Les larmes ruisselaient abondamment sur ses joues, mêlant souffrance et désespoir. Avec le peu de force qui lui restait, il l'attrapa par le col, ses doigts tremblants mais fermes, et la supplia :
— Dégage de là. C'est fini pour moi. Il est hors de question qu'aucun de nous deux ne sauve pas l'univers !
Faisant non de la tête frénétiquement, elle ne voulait rien entendre de plus. Elle ne pouvait pas l'accepter. Elle ne partirait pas sans lui. C'était impensable ! Inenvisageable !
— Je... Je ne peux pas... Sans toi, sa voix se brisa, noyée sous les larmes.

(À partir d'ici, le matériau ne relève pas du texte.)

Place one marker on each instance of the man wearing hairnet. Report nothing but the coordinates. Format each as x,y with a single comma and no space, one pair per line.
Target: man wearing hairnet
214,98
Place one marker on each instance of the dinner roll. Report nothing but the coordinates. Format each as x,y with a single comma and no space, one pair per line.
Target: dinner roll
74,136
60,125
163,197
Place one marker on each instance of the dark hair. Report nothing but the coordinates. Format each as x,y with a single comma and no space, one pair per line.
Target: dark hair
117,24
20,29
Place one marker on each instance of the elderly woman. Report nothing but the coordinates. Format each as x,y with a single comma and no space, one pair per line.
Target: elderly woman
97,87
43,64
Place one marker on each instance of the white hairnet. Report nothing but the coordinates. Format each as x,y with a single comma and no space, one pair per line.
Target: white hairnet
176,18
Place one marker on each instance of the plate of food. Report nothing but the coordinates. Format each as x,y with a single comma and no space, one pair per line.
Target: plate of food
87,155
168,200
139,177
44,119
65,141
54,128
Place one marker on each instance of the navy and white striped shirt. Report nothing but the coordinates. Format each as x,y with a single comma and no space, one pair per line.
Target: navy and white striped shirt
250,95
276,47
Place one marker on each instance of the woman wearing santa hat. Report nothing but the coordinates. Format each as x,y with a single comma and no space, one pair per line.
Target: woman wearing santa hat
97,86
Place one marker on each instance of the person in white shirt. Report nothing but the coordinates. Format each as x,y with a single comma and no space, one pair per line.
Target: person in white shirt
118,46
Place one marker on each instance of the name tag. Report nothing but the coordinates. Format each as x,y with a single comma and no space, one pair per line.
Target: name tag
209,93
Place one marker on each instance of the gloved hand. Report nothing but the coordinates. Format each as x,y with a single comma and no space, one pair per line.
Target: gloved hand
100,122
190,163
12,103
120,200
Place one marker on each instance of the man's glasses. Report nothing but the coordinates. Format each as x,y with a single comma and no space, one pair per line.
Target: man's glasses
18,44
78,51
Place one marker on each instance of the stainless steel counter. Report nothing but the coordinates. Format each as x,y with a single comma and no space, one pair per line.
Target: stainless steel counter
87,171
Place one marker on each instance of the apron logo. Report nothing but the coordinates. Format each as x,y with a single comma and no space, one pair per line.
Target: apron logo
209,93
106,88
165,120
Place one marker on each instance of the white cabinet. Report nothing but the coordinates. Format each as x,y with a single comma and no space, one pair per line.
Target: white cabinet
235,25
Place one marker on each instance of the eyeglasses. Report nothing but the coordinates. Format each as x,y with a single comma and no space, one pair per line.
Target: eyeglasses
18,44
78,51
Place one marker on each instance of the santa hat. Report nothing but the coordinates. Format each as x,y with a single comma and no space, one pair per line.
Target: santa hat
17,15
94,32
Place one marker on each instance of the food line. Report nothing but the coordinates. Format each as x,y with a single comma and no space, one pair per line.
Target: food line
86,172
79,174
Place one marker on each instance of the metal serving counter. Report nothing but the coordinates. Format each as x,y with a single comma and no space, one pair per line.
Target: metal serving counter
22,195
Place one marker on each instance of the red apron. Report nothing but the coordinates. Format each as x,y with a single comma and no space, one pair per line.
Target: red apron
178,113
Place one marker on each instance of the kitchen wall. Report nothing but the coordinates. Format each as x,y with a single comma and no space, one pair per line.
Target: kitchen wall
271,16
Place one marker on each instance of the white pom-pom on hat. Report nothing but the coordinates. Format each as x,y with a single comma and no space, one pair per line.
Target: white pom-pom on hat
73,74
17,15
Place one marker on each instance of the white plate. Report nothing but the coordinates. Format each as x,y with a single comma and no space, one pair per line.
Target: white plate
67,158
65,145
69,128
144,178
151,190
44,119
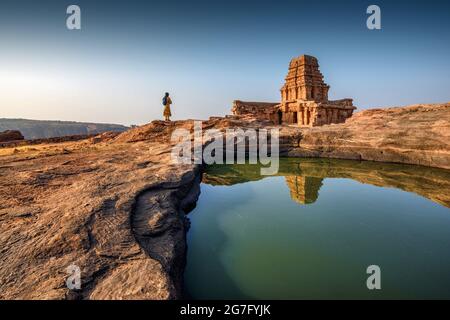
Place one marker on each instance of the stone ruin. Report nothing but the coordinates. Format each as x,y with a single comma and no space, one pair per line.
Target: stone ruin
304,99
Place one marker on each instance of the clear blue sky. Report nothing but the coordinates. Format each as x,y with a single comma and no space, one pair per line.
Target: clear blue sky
208,53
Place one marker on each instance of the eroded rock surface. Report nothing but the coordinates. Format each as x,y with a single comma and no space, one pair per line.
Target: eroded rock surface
114,205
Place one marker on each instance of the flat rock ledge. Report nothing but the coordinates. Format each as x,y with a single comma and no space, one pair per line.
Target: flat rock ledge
116,207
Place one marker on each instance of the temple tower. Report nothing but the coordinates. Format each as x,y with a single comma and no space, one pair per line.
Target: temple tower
304,81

Les mots s’accrochaient à sa gorge, rendant l’articulation difficile, à peine audible. Une balle s’enfonça dans la neige à deux centimètres de son pied, et le trou béant qu’elle laissa derrière elle témoigna de la puissance des armes utilisées. Lorsqu’elle posa à nouveau les yeux sur Guitry, les siens étaient grands ouverts, fixant la lune, livides, inexpressifs, sans vie, un léger sourire toujours accroché à ses lèvres.
Elle le releva et serra son corps contre elle, le reniflant de toutes ses forces. Elle voulait s’imprégner de lui une dernière fois. Un adieu froid et soudain dans un lieu rempli de tombes inoccupées. Comment continuer après ça ?

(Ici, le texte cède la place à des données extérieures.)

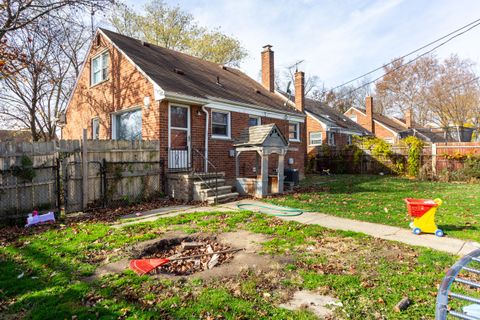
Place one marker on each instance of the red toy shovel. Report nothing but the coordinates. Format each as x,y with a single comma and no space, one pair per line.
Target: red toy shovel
144,266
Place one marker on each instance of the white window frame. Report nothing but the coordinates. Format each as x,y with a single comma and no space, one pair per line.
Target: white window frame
331,138
297,130
229,125
310,138
389,140
117,113
98,132
102,67
259,120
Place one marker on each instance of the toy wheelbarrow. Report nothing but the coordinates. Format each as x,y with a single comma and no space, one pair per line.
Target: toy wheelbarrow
423,212
144,266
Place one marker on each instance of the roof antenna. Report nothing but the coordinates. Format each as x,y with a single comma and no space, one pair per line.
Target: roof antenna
289,92
92,13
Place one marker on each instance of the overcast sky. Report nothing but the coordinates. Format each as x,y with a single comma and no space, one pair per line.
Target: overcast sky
338,40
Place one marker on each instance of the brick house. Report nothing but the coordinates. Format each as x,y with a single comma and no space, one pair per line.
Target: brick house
383,127
327,127
129,89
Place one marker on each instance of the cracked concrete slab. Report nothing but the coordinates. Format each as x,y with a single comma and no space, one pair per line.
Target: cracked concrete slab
445,244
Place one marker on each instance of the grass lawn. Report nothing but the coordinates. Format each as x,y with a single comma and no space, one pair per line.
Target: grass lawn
380,199
41,275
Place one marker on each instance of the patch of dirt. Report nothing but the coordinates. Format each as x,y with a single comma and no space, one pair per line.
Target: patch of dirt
200,249
248,258
321,306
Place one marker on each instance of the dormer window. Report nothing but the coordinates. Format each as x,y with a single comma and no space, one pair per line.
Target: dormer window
99,68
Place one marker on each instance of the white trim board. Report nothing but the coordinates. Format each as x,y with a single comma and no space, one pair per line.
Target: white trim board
256,112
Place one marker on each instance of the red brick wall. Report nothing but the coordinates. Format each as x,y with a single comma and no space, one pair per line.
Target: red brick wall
125,88
314,126
379,131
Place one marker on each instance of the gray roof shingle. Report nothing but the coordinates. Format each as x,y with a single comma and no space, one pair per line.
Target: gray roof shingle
176,72
257,135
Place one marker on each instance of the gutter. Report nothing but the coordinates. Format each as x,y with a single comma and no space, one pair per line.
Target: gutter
206,136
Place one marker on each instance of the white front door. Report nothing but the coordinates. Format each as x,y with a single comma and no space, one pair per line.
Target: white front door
179,155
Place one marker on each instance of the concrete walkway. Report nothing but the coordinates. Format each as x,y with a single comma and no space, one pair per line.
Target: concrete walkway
445,244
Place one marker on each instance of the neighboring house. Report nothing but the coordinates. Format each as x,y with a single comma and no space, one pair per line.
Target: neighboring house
21,135
129,89
326,126
383,127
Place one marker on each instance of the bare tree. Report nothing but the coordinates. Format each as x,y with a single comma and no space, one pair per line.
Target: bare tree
173,28
453,97
36,92
345,97
16,14
405,87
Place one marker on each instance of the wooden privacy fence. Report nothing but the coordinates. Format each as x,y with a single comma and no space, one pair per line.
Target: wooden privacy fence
77,175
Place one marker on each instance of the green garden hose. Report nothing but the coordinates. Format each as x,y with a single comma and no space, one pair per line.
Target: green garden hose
282,211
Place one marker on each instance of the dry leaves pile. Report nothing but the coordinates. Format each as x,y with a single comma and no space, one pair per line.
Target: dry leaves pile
190,266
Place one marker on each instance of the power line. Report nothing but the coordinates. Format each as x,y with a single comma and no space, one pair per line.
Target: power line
412,60
406,55
465,83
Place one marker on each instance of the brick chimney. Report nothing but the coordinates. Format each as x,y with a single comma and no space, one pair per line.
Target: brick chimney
300,90
268,70
369,111
409,118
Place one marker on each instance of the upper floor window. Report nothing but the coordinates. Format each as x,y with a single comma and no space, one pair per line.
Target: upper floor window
127,125
294,131
95,128
331,138
254,121
99,68
221,124
316,138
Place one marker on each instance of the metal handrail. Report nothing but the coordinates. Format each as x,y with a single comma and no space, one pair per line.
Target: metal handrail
206,170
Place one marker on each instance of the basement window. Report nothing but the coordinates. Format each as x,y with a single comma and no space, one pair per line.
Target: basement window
95,128
127,125
99,68
316,138
294,131
221,124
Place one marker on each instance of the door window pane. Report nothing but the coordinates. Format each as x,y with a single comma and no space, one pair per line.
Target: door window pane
179,117
220,124
129,125
95,128
178,139
315,138
293,131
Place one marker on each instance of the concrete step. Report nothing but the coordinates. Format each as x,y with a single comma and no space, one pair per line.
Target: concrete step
223,198
208,175
203,184
211,192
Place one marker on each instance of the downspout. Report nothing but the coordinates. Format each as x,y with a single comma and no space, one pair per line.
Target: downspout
206,137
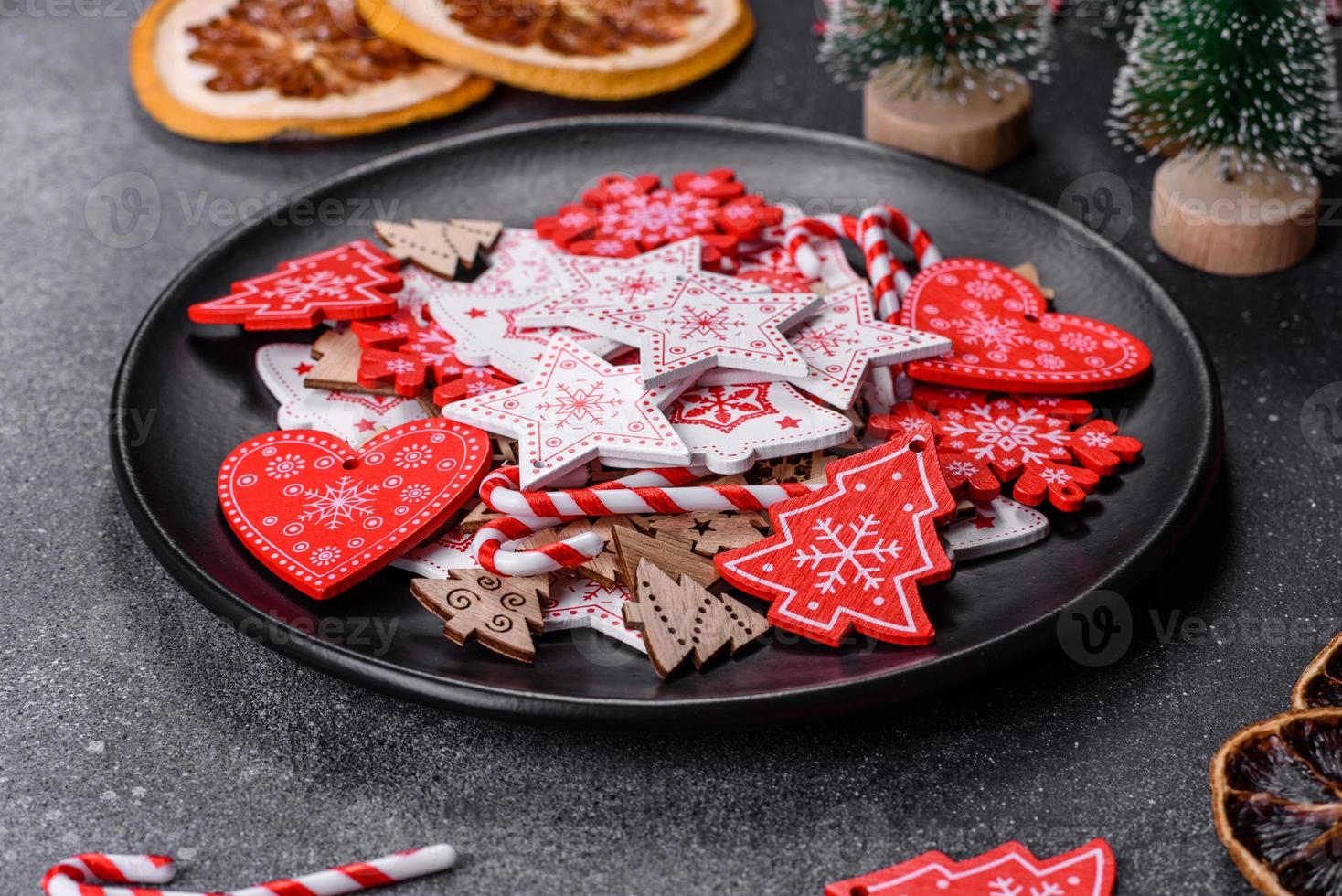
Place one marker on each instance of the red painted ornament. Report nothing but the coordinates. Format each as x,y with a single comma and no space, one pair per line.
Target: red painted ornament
1006,338
1009,869
346,283
325,517
852,554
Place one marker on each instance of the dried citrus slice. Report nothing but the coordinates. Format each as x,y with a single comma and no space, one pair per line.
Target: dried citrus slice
1321,683
592,48
1276,797
237,70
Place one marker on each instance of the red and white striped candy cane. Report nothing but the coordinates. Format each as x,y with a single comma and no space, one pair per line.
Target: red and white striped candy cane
890,279
85,873
650,491
825,227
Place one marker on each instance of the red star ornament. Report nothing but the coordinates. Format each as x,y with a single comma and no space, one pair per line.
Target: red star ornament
852,554
1009,869
349,282
1004,336
842,342
703,324
575,410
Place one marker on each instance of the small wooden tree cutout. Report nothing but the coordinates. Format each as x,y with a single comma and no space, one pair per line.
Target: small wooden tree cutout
499,612
683,620
439,246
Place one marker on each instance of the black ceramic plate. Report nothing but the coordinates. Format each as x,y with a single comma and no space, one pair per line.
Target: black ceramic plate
207,399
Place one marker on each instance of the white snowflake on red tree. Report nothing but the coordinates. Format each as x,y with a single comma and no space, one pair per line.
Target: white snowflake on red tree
862,571
575,410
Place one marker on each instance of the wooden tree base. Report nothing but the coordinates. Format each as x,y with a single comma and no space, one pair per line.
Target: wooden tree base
977,129
1243,227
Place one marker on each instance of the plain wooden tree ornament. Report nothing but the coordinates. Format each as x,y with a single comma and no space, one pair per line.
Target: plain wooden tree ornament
1221,219
682,620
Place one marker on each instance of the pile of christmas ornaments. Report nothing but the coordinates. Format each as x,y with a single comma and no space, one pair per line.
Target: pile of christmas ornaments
658,404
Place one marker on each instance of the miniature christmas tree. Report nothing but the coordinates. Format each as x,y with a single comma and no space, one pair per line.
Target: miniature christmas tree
943,75
1241,95
1247,80
943,45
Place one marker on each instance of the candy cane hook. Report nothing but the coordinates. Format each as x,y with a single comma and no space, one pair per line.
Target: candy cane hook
85,873
651,491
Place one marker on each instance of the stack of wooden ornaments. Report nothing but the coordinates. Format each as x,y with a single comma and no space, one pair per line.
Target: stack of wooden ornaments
656,405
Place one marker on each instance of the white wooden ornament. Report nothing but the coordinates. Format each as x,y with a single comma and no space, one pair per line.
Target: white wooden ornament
353,416
581,603
484,316
575,410
729,428
703,324
846,339
995,528
595,283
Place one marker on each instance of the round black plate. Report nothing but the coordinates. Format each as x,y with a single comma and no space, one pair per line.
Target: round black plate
206,397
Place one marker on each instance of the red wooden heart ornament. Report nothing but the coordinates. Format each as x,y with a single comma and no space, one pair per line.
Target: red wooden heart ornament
325,517
1006,339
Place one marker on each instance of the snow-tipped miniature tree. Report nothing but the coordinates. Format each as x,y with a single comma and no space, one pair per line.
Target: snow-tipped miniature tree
938,45
1250,82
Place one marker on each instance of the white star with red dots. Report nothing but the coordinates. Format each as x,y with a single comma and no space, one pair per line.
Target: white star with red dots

Une voix tonitruante lui hurla dessus au loin.
— KYBOP !
C’était Slikof, qui n’attendait plus qu’elle pour s’échapper de l’embuscade. Elle repensa au reste du groupe et partit en direction de leur dérobade. Elle courut dans la neige à travers les balles qui sifflaient dans ses oreilles, abandonnant derrière elle la seule famille qu’elle n’ait jamais connue… À mesure qu’elle s’éloignait, son cœur se déchirait. C’était insupportable.
Elle était en mode automatique, ne jetant même pas un dernier coup d’œil derrière elle avant de s’engouffrer dans le véhicule dans lequel elle entra avec fracas. Sans même fermer la portière, Slikof mit le pied au plancher. Kybop constata que le groupe avait réussi à se soustraire à la menace. Son regard s’enfonça dans le néant, comme si son corps était devenu une coquille vide, tanguant au rythme chaotique des imperfections de la route, tel un radeau perdu dans une mer houleuse.
Pendant qu’ils roulaient sur la crête, un rayon de lune pénétra à travers la vitre et vint s’échouer contre la bague de Lilas. L’Œil. Cette rencontre inopinée provoqua un rayonnement incroyable dans l’habitacle. Tout le monde observa alors la projection que le bijou venait de produire à travers le ciel. Un spectacle à la fois beau et tragique, rappelant que même dans la douleur, l’espoir pouvait encore briller.
— C’est... Une carte ! comprit Slikof.
— Comment ça ? Que voulez-vous dire, Slikof ? sonda la Princesse.
— C’est une carte de l’univers !
Ils roulaient assez rapidement, ce qui provoquait un peu de chahut. Kybop comprit que c’était le rayon de la lune qui provoquait cette réaction. Toujours en état de fonctionnement machinal, elle saisit la main de la princesse sans aucune délicatesse, pour la stabiliser fermement. Lilas ne cacha pas sa surprise devant cette rudesse, mais se laissa faire et reprit son interrogatoire.
— Et alors ? Il y a quelque chose à voir dessus ? insista-t-elle.
— Il y a une marque jaune ! De Xylis fronça les sourcils. « À travers l’œil s’en vient le chemin… » Ce sont les paroles de l’Oracle, princesse, souvenez-vous ! Je connais cet endroit. C’est Kapu.
— Jamais entendu parler, ajouta Lilas.
— Cela ne m’étonne pas. C’est très loin… Je crois que nous avons un nouvel objectif.
Personne n’osa se réjouir. Les regards se posèrent tour à tour sur Kybop pour vérifier qu’elle ne s’effondrait pas totalement. Elle n’avait plus prononcé un mot depuis leur fuite, incapable de se remettre de cette perte aussi brutale que violente. Sa main, toujours agrippée à celle de Lilas, s’abaissa lentement pour retomber sur sa cuisse. Lilas ne la retira pas, resserrant ses doigts sur les siens, mais Kybop ne ressentit aucune consolation. Rien ne le pourrait…
Elle se remémora cette promesse silencieuse qu’elle s’était faite : Je protégerai Guitry. Pourquoi avait-elle toujours ressenti ce besoin, comme si quelqu’un devait veiller sur lui ? Qui d’autre, sinon elle ?
À cet instant précis, un nouvel engagement éclot dans chaque cellule de son corps.